Statement coverage tools revisited

Edvard Majakari edvard+news at majakari.net
Fri Feb 11 06:52:01 EST 2005


Yow,

For most of you folks Gareth Rees' excellent python code coverage tool -
/statement/ coverage tool to be more precise - is familiar, but there are
probably many TDD-fans out there who are not yet aware of this wonderful
program.

I use the tool a lot, even though it is good to be aware of common false
conceptions regarding tools counting number of visited and unvisited lines
(100% line coverage means exactly what it says and nothing more; see [1] for
more information).

However, statement coverage tools are not useless.
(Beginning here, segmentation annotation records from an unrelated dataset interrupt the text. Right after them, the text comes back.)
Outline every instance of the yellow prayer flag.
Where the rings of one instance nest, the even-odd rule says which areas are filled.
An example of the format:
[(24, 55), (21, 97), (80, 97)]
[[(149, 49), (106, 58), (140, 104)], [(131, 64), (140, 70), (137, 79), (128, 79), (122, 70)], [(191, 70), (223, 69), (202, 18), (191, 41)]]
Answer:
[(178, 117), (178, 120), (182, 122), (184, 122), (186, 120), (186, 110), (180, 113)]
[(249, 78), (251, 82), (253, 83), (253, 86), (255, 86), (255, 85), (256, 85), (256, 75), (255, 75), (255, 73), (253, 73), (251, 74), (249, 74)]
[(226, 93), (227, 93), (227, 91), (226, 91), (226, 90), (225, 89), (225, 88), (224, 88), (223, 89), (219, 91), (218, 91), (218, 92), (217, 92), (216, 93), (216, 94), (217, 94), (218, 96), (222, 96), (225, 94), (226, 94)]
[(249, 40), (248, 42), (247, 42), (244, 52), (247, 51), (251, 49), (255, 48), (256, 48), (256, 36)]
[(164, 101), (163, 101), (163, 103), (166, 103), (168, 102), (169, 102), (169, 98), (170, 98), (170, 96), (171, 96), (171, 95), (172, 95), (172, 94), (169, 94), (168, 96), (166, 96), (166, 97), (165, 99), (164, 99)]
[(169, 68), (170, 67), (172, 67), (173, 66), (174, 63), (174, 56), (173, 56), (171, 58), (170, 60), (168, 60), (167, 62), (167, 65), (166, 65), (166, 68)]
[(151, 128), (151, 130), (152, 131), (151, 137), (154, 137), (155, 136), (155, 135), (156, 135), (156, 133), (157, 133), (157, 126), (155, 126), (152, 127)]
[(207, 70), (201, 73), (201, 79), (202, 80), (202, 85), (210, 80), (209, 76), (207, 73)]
They are very handy for
catching those blocks of code you never execute in your tests, but as
mentioned above, you shouldn't feel too secure for having 100% line coverage
for your passed unit tests.

I've only had one minor gripe with the tool, and that is the notation used
for marking visited ('>') and unvisited ('!') lines; it is not handy to grep
for '>' or '!' in annotated version, because both characters occur often in
python code. Of course you could avoid that using '^!', but it's two
keystrokes more :) and stands out less clearly in the code. That's why I did
a very simple patch for the tool, attached below [2] (it is small diff,
don't fret :), so you can even add overly-verbose line prefixes like this:

./pycoverage -a -u '>>> WARNING: NEVER VISITED' -v '>' xmlkit.py

resulting in

>class VLANRange(RangeEntry):
>    """Class for VLAN ID range nodes"""

>    def __init__(self, min_vlan_id, max_vlan_id):
...
>>> WARNING: NEVER VISITED        RangeEntry.__init__(self, ...
...

By the way, there's an interesting comment block in the heading of the code,
saying

,----
| The coverage dictionary is called "c" and the trace function
| "t".  The reason for these short names is that Python looks up variables
| by name at runtime and so execution time depends on the length of
| variables!  In the bottleneck of this application it's appropriate to
| abbreviate names to increase speed.
`----

It was written when 2.1 was the most recent stable version. I wonder if it
still applies for 2.2 and later? According to my hasty tests it doesn't
seem to be so. I didn't have very large unit test files at hand, though.

Footnotes: 

[1] http://www.garethrees.org/2001/12/04/python-coverage/

[2]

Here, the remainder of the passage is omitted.